With the planned construction of a building, however, there will be the opportunity to expand the human embryonic stem cell research program beyond the renovated space, allowing for additional scientists to carry out studies, and for scientists based at the Center to work in tandem with those in the new building.
Thus, scientists studying somatic cell nuclear transfer, or therapeutic cloning, in the Human Embryonic Stem Cell Center, will be able to collaborate with numerous scientists in the new building who are interested in cell reprogramming.
"This is a very exciting time in the history of UCSF's program, and the field overall," said Kriegstein. "UCSF's rich environment of discovery has led to major breakthroughs in our understanding of how cells progress from undifferentiated stem cells toward the specialized cells that together form the different organs in our body. Moreover, scientists are starting to understand the molecular and cellular mechanisms of tissue and organ development, and the cell physiological basis of many degenerative diseases.
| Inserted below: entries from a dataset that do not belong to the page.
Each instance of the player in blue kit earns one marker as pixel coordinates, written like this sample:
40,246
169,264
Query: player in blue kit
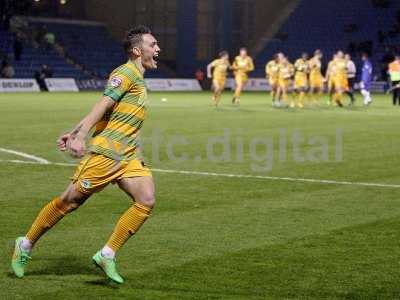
366,79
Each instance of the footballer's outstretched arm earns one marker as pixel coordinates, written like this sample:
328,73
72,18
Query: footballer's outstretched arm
209,67
75,139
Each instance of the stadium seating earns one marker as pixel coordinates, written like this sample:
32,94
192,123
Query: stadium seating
91,46
331,26
33,58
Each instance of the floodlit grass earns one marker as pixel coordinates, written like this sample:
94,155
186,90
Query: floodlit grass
214,237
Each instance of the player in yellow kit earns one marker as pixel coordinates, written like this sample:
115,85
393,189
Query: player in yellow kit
220,68
272,74
340,78
330,77
300,80
242,65
286,71
316,79
112,157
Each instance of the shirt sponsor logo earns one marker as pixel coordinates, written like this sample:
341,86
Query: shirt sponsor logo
86,184
115,82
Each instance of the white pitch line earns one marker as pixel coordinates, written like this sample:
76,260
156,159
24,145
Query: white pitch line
321,181
26,155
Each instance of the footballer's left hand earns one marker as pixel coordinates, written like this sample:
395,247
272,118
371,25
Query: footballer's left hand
62,141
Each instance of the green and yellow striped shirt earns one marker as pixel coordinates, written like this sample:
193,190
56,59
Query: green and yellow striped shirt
116,135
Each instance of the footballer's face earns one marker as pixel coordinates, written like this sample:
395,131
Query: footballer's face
149,51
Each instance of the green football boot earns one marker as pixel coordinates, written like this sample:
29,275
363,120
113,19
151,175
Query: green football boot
19,259
108,266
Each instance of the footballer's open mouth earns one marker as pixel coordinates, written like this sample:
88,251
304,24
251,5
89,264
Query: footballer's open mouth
155,58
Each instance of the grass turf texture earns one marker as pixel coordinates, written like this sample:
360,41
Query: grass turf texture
213,237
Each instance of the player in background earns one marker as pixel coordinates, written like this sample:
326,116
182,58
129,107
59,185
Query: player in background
340,78
300,80
316,79
394,74
220,68
366,79
242,65
286,72
272,74
330,78
112,157
351,77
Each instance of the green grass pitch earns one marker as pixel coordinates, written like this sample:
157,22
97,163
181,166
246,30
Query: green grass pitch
215,237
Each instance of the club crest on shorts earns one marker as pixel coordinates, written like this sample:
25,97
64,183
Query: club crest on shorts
115,82
86,184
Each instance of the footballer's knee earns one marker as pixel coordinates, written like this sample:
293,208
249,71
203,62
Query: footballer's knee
72,198
147,198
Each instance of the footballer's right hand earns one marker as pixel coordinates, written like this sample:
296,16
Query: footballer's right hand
76,146
62,141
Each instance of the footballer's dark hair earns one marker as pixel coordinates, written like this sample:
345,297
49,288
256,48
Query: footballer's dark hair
223,53
134,37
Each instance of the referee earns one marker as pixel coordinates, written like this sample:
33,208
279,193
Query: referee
394,74
351,77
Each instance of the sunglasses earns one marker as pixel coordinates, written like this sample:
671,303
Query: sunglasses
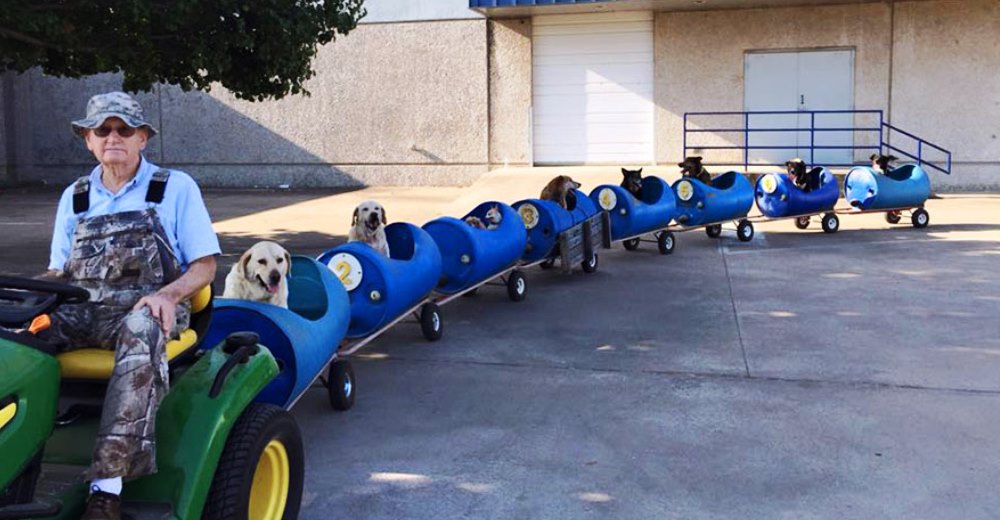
123,131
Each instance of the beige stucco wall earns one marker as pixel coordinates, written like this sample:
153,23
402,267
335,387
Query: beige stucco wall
699,60
946,84
391,104
510,92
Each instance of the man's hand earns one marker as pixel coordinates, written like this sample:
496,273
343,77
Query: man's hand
162,308
163,303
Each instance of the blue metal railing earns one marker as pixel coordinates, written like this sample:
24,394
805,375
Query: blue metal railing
883,130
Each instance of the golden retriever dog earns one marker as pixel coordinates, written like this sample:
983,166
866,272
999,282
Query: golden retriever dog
368,226
260,275
558,189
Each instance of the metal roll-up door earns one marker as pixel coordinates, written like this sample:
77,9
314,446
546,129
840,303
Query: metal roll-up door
592,79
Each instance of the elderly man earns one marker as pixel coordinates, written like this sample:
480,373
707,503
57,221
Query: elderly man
140,240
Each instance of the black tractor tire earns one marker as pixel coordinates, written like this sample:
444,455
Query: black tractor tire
255,429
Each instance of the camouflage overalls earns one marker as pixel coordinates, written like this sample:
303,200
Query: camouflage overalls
119,258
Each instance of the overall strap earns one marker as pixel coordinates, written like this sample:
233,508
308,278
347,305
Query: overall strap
158,186
81,195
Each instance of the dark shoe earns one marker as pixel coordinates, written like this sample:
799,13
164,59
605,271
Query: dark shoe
103,506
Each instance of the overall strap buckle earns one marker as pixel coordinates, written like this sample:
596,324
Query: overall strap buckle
81,195
157,186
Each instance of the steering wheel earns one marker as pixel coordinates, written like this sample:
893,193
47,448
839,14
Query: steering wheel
21,299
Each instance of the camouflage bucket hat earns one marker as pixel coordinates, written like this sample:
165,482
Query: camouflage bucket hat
112,104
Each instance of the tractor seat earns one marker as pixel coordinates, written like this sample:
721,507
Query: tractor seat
96,364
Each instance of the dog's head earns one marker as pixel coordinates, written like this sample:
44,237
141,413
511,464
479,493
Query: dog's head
690,166
795,167
493,215
564,184
265,265
882,162
632,181
370,215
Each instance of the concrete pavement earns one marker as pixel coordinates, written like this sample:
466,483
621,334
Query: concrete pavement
801,375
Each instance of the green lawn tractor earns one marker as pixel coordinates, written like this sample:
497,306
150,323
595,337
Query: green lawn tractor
219,453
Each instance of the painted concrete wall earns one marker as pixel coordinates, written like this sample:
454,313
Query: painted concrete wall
5,175
380,11
510,92
945,84
699,62
391,104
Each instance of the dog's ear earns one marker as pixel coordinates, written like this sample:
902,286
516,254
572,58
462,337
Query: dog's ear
245,263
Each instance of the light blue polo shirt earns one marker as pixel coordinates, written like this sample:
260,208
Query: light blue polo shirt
182,213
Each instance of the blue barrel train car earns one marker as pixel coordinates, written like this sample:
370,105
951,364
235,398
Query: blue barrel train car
777,196
303,337
470,256
632,217
383,289
545,221
729,197
905,187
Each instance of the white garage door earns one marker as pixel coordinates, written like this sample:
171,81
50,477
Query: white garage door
800,81
593,88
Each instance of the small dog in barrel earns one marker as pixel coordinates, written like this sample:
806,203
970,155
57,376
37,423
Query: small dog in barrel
559,189
632,181
692,167
804,180
368,226
493,218
882,163
260,275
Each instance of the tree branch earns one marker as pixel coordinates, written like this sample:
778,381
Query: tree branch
21,37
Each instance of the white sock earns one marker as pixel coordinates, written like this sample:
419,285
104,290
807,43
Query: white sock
107,485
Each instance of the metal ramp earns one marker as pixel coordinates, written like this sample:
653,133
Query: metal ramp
744,138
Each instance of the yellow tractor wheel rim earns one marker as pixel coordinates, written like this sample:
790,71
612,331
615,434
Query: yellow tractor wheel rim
271,480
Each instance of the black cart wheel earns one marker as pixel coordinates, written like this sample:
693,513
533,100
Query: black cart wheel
261,468
517,286
340,384
744,230
665,241
431,322
831,222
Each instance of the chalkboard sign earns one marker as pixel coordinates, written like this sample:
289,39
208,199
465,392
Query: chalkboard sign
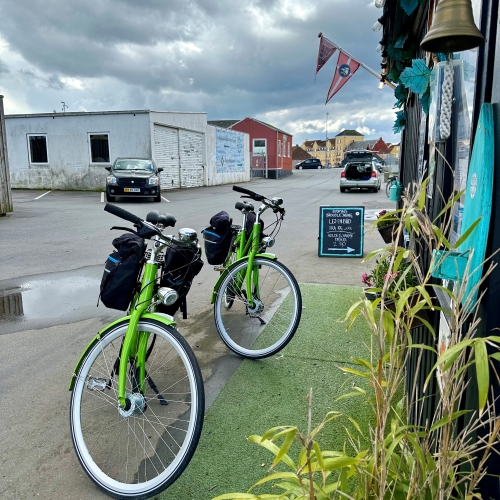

"The convergence of these advances in developmental biology and stem cell research has created a new paradigm in clinical medicine, where treatments for traumatic and degenerative disorders can involve the regeneration of injured tissues or organs. UCSF is at the forefront of this advance. With a tradition of excellence in clinical care and the infrastructure to conduct clinical trials in virtually every clinical arena, the Institute is poised to transfer basic research advances into patient therapies," he added. "We are extremely grateful to Mr. and Mrs. Dolby for supporting us," Kriegstein said.
UCSF is a leading university that consistently defines health care worldwide by conducting advanced biomedical research, educating graduate students in the life sciences, and providing complex patient care.